# The Intuitive Impasse Phenomenon



## William I am (May 20, 2011)

In talking with other N-dominant people, I've noticed that sometimes there comes a point in the conversation where both people have a strong idea of what the other person is thinking, but don't want to say what's on their mind. Often it seems that both sides will edge closer and closer to the topic, but neither will make the leap of faith and state it outright. It seems like this happens most when someone has something to lose by speaking up.

For example - if one person(A) is going to ask another person for something (a service, a date, a favor, an opinion, etc), person A may beat around the bush enough to let person B's intuition figure out A's intent.

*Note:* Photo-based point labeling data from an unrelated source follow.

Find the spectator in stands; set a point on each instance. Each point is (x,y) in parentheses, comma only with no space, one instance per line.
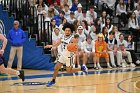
(61,25)
(93,32)
(16,37)
(91,14)
(71,19)
(84,17)
(59,18)
(112,49)
(80,32)
(3,43)
(108,24)
(122,45)
(130,47)
(63,2)
(133,26)
(2,27)
(86,27)
(53,25)
(101,51)
(122,13)
(42,3)
(130,7)
(56,5)
(67,11)
(78,12)
(89,50)
(116,31)
(94,2)
(74,6)
(137,12)
(103,18)
(76,23)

Then, if B agrees, B will start doing the same thing, yet neither will ultimately commit.

I think this is related to not wanting to be blunt, yet not knowing a tactful way to broach a subject. 

Has anyone else noticed this?


----------



## bobdaduck (Apr 24, 2010)

I've noticed it, but I didn't think to connect it to the MBTI. Its more of a social game, it seems, where you're hinting without crossing any possible social lines.


----------



## Monte (Feb 17, 2010)

Well, it can be scary to outright ask someone out for example for some people, so of course they would feel better if the other picked up on their hints and said it for them.

I agree, it is more of a social thing than it is an MBTI thing.


----------